Shop on Days New Donations Are Put Out
Ask thrift store staff which days new donations are displayed and shop on those days for the best selection. Don’t forget to check out the bargain bin where unsold clothing is often marked down to a dollar or less.
Find an Inexpensive Tailor
If you find clothes that are too big for you in thrift or resale stores, you can pay a tailor to alter them to fit and still save money over buying new. For example, if you find nice trousers, but they’re too long, a tailor can hem them professionally for you, usually starting around $20. Dresses and tops can be taken in.
Another popular option for putting together a work wardrobe is to rent it. Most women only wear 20 percent of the clothes they own, according to California Closets. Sites such as Rent the Runway, Le Tote and Gwynnie Bee (which offers sizes for larger women) have subscription plans that allow clients to exchange clothes each week for new outfits and never have to worry about dry cleaning bills.
If you find you really love an item and want to keep it, most sites allow you to purchase it at a discounted price. Rent the Runway CEO Jennifer Hyman has been quoted as saying she hopes the clothing rental business will “put [clothing retailers] H&M and Zara out of business.”
Learn to Knit
Knitting is more popular than ever these days.

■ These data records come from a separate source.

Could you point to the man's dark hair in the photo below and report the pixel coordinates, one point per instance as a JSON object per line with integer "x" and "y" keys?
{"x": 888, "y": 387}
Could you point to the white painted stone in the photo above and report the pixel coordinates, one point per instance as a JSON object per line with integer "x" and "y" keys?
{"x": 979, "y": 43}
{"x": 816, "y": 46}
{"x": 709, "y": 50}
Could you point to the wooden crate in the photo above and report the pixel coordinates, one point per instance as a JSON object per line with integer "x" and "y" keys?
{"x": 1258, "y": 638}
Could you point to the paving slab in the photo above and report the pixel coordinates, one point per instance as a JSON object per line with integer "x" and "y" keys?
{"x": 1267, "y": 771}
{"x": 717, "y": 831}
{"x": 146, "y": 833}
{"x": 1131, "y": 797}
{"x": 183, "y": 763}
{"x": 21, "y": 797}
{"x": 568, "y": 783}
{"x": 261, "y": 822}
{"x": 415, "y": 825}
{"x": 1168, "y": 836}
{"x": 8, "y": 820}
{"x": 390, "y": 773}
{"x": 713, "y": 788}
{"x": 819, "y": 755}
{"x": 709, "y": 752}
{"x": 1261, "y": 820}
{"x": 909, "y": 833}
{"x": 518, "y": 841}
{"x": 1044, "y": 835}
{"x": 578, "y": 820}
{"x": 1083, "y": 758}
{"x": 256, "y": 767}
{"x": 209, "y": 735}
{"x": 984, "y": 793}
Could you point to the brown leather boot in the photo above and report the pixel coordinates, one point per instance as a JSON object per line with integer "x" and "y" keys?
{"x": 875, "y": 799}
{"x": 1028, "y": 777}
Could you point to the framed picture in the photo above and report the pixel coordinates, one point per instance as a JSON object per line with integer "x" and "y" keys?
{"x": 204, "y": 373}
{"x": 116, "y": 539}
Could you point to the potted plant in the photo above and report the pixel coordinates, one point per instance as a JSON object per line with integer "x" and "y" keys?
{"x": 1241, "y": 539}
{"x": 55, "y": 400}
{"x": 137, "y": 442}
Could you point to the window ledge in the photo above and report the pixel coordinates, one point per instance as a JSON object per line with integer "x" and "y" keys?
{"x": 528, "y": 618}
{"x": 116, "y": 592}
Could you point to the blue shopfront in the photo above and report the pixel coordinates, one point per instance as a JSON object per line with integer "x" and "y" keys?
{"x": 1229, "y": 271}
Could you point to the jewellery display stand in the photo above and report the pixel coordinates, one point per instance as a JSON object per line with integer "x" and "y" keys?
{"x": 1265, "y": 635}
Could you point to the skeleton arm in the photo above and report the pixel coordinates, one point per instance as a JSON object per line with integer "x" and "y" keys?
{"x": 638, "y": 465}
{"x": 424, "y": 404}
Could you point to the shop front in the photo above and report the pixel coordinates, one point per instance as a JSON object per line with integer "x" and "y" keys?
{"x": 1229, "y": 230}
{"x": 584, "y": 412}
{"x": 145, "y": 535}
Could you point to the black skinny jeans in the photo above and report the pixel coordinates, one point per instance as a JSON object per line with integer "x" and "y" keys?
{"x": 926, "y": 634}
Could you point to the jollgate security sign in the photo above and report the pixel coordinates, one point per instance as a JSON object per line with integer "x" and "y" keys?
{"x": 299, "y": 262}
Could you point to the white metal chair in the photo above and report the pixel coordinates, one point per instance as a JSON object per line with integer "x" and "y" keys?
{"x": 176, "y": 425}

Many neighborhoods have a local yarn shop, offering classes and advice about fixing mistakes when you pop in with a project. Knit Simple Magazine contains stylish, easy-to-make patterns for work clothes.
Learn to Sew
Sewing allows you to make custom clothes to suit your body type and personal style. You can sign up for basic lessons at local fabric stores, or find them offered through community centers or adult education programs. These days, you can rent a sewing machine, rather than buy one, starting at about $20 a day.
You also may have a sewing studio near you that lets you use the entire facility – including cutting tables, steamers, fitting rooms and irons – by the day or hour. While you’re taking lessons, many fabric stores allow you to come in and use their machines. Or trade skills and services with a sewing friend who can whip you up a personalized wardrobe.
Go to Estate Sale
Estate sales involve putting household contents, including clothes, up for sale due to a death, a divorce or a family move. You can find sale notices on places like Craigslist, EstateSales.org or EstateSales.net. While sales are usually held at the home, sometimes they are offered online. Fashion blogger Ayana Pitterson wrote in a post about a cache of 15 Neiman Marcus cashmere sweaters she once found at an estate sale – she paid two dollars each.
Find Vintage Clothing
Why consider vintage clothing? Older clothes tend to have higher quality and be unique, vintage store owner Doris Raymond told StyleCaster. A few key vintage items, mixed and matched with a modern wardrobe, will give you a classic, one-of-kind look. As with thrift store finds, or second hand designer clothes, you can also have vintage pieces tailored to fit you.
Follow Budget Fashion Bloggers
Check out budget fashion bloggers, such as Kimberley from Penny Pincher Fashion, Hannah from Hello Hannah or Ayana from Thrifting Diva. Each provides tips – and photos – of how they’ve accessorized an outfit or put together stylish looks on a budget. Ayana is also a fashion stylist and shows you how to blend thrift store and vintage finds with brand-name clothes and look fabulous.